The properties of NGC 2841 are similar to those of the Andromeda Galaxy. It is home to a large population of young blue stars, and a few H II regions. The luminosity of the galaxy is 2×10^10 solar luminosity and it has a combined mass of 7×10^10 solar mass. Its disk of stars can be traced out to a radius of around 70 kpc. This disk begins to warp at a radius of around 30 kpc, suggesting the perturbing effect of in-falling matter from the surrounding medium.

The rotational behavior of the galaxy suggests there is a massive nuclear bulge, with a low-ionization nuclear emission-line region (LINER) at the core; a type of region that is characterized by spectral line emission from weakly ionized atoms. A prominent molecular ring is orbiting at a radius of 2–6 kpc, which is providing a star-forming region of gas and dust. The nucleus appears decoupled and there is a counter-rotating element of stars and gas in the outer parts of the nucleus, suggesting a recent interaction with a smaller galaxy.

== Supernovae ==
Four supernovae have been observed in NGC 2841.

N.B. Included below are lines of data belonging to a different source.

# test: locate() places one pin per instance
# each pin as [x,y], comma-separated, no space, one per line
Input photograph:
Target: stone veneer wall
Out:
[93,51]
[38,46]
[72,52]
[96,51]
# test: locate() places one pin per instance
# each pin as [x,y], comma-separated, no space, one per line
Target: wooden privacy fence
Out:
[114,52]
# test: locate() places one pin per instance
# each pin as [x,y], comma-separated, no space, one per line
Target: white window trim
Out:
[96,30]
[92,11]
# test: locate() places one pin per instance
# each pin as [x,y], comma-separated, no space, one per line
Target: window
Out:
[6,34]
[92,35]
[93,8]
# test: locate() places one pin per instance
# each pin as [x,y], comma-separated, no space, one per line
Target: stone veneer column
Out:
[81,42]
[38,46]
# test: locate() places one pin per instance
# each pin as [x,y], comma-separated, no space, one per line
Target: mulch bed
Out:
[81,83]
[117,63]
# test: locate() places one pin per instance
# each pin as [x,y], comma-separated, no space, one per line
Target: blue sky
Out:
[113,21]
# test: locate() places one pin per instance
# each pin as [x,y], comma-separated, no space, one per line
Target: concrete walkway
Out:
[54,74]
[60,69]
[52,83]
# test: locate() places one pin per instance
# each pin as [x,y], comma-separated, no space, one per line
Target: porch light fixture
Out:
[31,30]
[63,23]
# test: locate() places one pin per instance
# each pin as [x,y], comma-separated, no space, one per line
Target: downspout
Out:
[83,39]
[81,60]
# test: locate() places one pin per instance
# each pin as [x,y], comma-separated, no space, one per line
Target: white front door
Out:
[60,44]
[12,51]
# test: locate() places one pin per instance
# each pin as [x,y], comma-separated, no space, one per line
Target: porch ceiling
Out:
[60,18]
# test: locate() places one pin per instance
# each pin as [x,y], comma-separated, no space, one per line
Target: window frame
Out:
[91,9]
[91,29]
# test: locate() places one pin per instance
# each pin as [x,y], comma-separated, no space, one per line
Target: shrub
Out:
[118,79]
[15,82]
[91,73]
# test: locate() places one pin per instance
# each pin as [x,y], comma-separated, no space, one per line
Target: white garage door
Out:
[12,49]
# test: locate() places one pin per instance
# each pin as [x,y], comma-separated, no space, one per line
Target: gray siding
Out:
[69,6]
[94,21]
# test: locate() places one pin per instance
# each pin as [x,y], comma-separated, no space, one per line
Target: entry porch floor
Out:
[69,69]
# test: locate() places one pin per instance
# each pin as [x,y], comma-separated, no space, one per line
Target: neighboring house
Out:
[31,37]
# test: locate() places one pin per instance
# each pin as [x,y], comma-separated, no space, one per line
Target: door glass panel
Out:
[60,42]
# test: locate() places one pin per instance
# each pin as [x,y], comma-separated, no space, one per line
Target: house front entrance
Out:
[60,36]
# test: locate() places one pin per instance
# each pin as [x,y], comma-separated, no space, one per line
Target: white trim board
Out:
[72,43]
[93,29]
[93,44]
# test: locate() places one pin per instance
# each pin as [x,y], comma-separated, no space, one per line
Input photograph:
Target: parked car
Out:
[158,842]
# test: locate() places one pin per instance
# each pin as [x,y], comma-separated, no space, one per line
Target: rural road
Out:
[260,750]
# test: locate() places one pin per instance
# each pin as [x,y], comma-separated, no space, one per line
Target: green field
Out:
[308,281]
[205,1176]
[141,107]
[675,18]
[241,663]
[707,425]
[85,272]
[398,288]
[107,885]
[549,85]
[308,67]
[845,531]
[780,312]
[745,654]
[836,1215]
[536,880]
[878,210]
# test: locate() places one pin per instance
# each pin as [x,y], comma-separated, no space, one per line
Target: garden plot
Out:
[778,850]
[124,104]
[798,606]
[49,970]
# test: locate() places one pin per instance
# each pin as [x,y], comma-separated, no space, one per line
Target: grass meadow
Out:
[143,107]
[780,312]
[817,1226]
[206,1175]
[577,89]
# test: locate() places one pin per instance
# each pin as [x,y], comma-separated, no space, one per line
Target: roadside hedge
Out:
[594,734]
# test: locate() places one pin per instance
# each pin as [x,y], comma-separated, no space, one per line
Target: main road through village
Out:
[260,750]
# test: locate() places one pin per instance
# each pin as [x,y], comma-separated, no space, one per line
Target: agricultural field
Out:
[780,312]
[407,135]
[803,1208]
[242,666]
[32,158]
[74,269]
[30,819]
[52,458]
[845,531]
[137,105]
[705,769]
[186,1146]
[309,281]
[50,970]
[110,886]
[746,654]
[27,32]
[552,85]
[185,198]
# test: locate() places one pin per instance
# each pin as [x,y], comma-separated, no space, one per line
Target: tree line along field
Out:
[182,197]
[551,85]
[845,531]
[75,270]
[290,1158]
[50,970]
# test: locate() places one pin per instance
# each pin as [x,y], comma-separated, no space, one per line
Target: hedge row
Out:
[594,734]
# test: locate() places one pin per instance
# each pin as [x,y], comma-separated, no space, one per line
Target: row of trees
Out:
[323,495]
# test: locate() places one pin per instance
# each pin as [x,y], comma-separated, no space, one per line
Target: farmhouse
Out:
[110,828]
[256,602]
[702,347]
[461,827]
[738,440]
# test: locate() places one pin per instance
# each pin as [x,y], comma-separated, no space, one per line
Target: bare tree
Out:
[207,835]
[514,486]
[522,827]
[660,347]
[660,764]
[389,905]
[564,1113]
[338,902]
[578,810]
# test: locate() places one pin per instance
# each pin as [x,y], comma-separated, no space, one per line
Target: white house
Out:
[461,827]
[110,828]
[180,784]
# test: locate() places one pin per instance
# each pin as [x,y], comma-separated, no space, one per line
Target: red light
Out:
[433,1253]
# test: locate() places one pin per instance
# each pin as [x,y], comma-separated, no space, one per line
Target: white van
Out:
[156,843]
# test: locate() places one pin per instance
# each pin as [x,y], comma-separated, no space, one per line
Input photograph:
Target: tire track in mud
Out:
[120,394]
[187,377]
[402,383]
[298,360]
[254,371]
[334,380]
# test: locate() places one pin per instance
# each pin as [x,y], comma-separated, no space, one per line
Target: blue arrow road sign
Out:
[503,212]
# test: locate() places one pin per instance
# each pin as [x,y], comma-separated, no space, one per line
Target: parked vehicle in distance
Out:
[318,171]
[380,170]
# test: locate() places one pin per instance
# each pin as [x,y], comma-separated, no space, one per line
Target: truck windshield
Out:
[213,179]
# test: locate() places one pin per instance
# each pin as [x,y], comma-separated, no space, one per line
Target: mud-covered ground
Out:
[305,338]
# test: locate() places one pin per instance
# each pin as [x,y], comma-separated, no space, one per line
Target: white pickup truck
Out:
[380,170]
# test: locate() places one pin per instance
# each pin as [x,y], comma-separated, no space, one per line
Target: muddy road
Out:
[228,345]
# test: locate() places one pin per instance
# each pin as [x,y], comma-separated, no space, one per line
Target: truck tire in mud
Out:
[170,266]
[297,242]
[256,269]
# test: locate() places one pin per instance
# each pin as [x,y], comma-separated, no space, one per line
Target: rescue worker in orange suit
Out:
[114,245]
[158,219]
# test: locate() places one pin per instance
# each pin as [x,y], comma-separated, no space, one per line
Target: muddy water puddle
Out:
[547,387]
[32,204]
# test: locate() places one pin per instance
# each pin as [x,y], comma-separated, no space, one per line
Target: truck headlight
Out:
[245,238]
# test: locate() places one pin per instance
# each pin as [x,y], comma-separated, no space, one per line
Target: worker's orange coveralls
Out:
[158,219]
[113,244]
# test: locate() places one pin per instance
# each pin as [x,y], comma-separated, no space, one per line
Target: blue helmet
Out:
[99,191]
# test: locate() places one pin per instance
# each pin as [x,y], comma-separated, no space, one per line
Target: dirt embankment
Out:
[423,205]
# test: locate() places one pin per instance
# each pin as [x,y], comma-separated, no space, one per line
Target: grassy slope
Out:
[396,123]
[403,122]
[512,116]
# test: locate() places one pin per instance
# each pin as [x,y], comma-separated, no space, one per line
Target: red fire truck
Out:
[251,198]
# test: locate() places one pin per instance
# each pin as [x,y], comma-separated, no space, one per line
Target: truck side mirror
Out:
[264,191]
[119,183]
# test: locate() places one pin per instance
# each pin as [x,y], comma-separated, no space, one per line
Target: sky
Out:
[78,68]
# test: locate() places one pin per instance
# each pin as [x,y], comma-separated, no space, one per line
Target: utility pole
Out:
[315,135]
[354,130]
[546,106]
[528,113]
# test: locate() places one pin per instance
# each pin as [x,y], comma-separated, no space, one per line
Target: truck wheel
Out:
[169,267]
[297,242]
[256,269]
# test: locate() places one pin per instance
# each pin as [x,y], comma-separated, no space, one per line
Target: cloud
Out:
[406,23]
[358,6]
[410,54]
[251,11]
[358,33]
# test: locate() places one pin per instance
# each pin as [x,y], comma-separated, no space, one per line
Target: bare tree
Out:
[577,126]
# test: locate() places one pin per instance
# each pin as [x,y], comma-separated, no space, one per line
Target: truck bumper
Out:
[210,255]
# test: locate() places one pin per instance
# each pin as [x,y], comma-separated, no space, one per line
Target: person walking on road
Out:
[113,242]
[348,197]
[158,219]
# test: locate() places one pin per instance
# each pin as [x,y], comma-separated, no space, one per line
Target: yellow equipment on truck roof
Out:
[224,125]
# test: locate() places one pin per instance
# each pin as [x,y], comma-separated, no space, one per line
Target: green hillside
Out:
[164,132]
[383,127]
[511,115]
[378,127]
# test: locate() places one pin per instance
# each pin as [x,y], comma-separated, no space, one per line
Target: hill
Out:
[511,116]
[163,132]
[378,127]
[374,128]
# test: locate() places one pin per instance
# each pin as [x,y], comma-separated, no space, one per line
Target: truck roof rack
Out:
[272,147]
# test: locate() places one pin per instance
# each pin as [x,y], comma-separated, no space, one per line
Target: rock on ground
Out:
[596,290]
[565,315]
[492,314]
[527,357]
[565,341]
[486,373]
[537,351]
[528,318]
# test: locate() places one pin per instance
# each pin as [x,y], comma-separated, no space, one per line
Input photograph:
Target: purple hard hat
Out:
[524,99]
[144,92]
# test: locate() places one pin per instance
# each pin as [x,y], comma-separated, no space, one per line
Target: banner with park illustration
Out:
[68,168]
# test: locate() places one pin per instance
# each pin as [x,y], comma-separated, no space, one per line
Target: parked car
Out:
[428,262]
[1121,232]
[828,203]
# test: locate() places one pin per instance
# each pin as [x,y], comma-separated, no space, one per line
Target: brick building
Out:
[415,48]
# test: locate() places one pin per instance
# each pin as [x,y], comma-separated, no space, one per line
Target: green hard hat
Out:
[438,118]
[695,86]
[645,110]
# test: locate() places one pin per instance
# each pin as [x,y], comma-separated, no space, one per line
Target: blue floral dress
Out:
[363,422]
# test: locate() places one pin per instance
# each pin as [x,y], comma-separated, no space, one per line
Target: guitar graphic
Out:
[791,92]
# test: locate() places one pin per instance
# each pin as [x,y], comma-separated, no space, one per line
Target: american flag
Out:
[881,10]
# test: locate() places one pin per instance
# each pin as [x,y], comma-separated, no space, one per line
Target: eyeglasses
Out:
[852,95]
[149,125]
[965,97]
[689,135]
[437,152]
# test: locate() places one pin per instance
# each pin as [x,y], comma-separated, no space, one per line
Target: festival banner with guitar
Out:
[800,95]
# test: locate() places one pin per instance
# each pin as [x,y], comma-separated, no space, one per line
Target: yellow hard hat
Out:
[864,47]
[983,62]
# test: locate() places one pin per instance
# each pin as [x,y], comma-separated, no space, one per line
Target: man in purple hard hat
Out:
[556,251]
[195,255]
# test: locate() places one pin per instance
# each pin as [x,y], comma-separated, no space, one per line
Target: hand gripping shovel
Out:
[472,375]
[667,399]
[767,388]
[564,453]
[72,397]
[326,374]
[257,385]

- SN 1912A (Type Ia, mag. 13) was discovered by Heber Curtis and Francis Pease on 19 February 1912.
- SN 1957A (Type Ia-pec, mag. 14) was discovered by Max Schürer on 1 March 1957. (Note: Some sources incorrectly list the discovery date as 26 February 1957.)
- SN 1972R (type unknown, mag. 16) was discovered by Paul Wild on 5 December 1972.
- SN 1999by (Type Ia-pec, mag. 15) was codiscovered by Ron Arbour, and the Lick Observatory Supernova Search, on 30 April 1999.